Je n'arrive pas à dormir.

Je me retourne encore et encore dans mon lit, à la recherche d'un sommeil qui a décidé de jouer aux abonnés absents. Je ne pensais pas que les choses seraient si dures que la douleur de mon corps m'empêcherait de dormir.

Je descends mes pieds du lit sur lequel je suis installé en essayant de faire le moins de bruits possibles. Je vois celui avec qui je le partage se retourner lui aussi dans son sommeil, sûrement perturbé par mes mouvements. Mais dès que je réussis à m'extirper entièrement de ces draps, il semble retourner à son sommeil paisible.

Je me dirige alors vers les couloirs froids de ce bâtiment sans âme. Je pousse l'une des portes qui mènent aux terrains d'entraînement. Je serais sans doute privé de nourriture si quelqu'un venait à me trouver, mais à cet instant, je n'en ai pas grand chose à faire.

Je ressens l'appel de l'air frais qui m'accueille les bras ouverts dès que je traverse les deux portes en métal. Je me dirige vers un tronc d'arbre coupé que je reconnais. C'est celui dans lequel les recrues cachent quelques fois leurs objets illicites.

Je m'assois dessus, ne cherchant même pas à savoir si oui ou non il est encore garni en drogue, cigarettes et autres joyeusetés.

Mon regard se perd dans le vide alors que je me mets à penser.

Ici, nous ne sommes pas divisés en classes. Que tu sois un alpha, un oméga ou un bêta, un homme ou une femme, tu es un avant tout un humain et tu fais tout comme les autres et avec les autres.

La seule exception est durant les périodes de rut ou de chaleur durant lesquelles tu es enfermé dans une pièce avec une infirmière qui t'administre des calmants lorsque ça devient nécessaire.

Mais ça aussi, on apprend progressivement à le contrôler. La maîtrise de ses émotions est au centre de notre entraînement. Certains diront que le service militaire nous anesthésie, nous rend inhumain.

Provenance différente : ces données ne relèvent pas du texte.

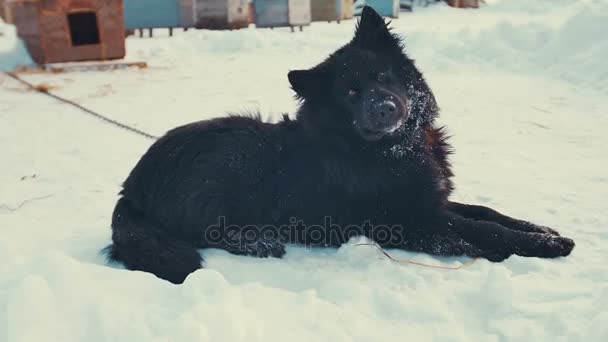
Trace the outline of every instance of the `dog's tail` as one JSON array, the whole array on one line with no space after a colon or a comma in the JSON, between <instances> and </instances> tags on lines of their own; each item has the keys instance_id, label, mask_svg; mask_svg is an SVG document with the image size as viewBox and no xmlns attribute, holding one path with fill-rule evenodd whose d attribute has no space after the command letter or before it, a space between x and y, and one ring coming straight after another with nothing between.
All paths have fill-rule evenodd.
<instances>
[{"instance_id":1,"label":"dog's tail","mask_svg":"<svg viewBox=\"0 0 608 342\"><path fill-rule=\"evenodd\" d=\"M112 261L130 270L155 274L174 284L201 268L202 258L192 243L172 238L124 197L112 216L112 242L104 249Z\"/></svg>"}]
</instances>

Moi je dirais que je ne me suis jamais senti aussi humain qu'aujourd'hui. Ce contrôle qu'on se bat à acquérir n'est pas le résultat de la suppression de nos sentiments, mais bien la suite logique d'une acceptation de ce qu'on ressent et de la confrontation avec nos démons.

En nous mettant tous sur le même pied d'égalité, on apprend de nos faiblesses et on partage nos forces. Une personne peut-être rapide lorsque l'autre est agile. Aucune de ces forces ne surpasse l'autre et on finit par être bien obligé d'admettre que tous autant que nous sommes nous avons des limites, limites qui peuvent être comblées par l'autre. C'est la naissance de la fraternité militaire.

Ici, j'ai appris que même si j'ai une part animale, je n'en suis pas un. Les pulsions se contrôlent, les désirs se maîtrisent. Et ces émotions doivent être acceptées pour pouvoir être domptées. Mais certains préfèrent faire la sourde oreille et ne pas s'en soucier. Dans ces cas, il m'arrive de penser que c'est parce qu'il n'y a pas de punition pour les criminels que les actes se perpétuent.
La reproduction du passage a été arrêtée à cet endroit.